El riesgo se incrementa si la velocidad supera los 70 kilómetros por hora; en ese escenario, los accidentes son casi siempre fatales si no se cuenta con la protección adecuada en la cabeza.
El doctor dijo que la principal lesión es el traumatismo craneoencefálico, seguido de fracturas en huesos largos como brazos y piernas.
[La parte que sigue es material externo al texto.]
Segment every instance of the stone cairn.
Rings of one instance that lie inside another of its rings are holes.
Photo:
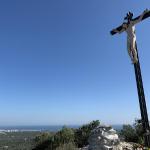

En caso de requerir intervención quirúrgica con tornillos, la recuperación duraría mínimo dos meses.
Y llamó a considerar que no solo puede resultar herido el conductor, pues la moto ha comenzado a usarse como vehículo familiar, cuando debería ser prácticamente unipersonal al no estar diseñada para transportar a más personas.
“A lo mejor la mamá sí lleva el casco, pero el bebé o menor que va sentado entre el conductor no lleva nada, está completamente expuesto y la mamá siente que con abrazarlo lo va a salvar”, advirtió sobre esta práctica recurrente.
Luego está el tema del cuidado del paciente en recuperación, que implica un gran esfuerzo de sus familiares y, en muchos casos, la pérdida del empleo del lesionado debido a la convalecencia prolongada.
Esto ocurre en el mejor de los escenarios, pues existen casos donde las secuelas son permanentes y transforman la dinámica de todo el hogar de manera definitiva.
“En esos casos, la persona deja de ser proveedor y pasa a ser dependiente, y uno que cuesta caro por los cuidados, con alimentación artificial y asistencia permanente; es tiempo que la familia dedica exclusivamente a cuidarlo”.
“Por eso es importante este tema, para que haya una toma de conciencia en que no es solo accidentarse y que me curen, sino que existe un alto riesgo de quedar con lesiones de por vida, sobre todo en las motocicletas”.
El especialista de la SSG advirtió que ya existe la obligación para los vehículos de cuatro ruedas de circular asegurados, y señaló que para las motos aún no existe este requisito, siendo un área de oportunidad para el COEPRA.
Reconoció que en los periodos vacacionales se presenta un pico en las atenciones por mayor movilidad, por lo que pidió a los conductores evitar el uso de alcohol y no manejar si presentan cansancio o sueño.
Felipe Carranco llamó a extremar las precauciones no solo al conducir, sino en todas las actividades familiares en playas o albercas, asegurando que el sistema de salud permanece vigilante las 24 horas del día.
“La prevención es la solución de fondo de todo”, concluyó el funcionario estatal tras presentar el balance de siniestralidad.
El dato
La Secretaría de Salud de Guanajuato registró en 2025 un total de 29 mil 704 atenciones por lesiones relacionadas a vehículos de motor; de ellas, 20 mil 800 fueron específicamente por percances en motocicletas.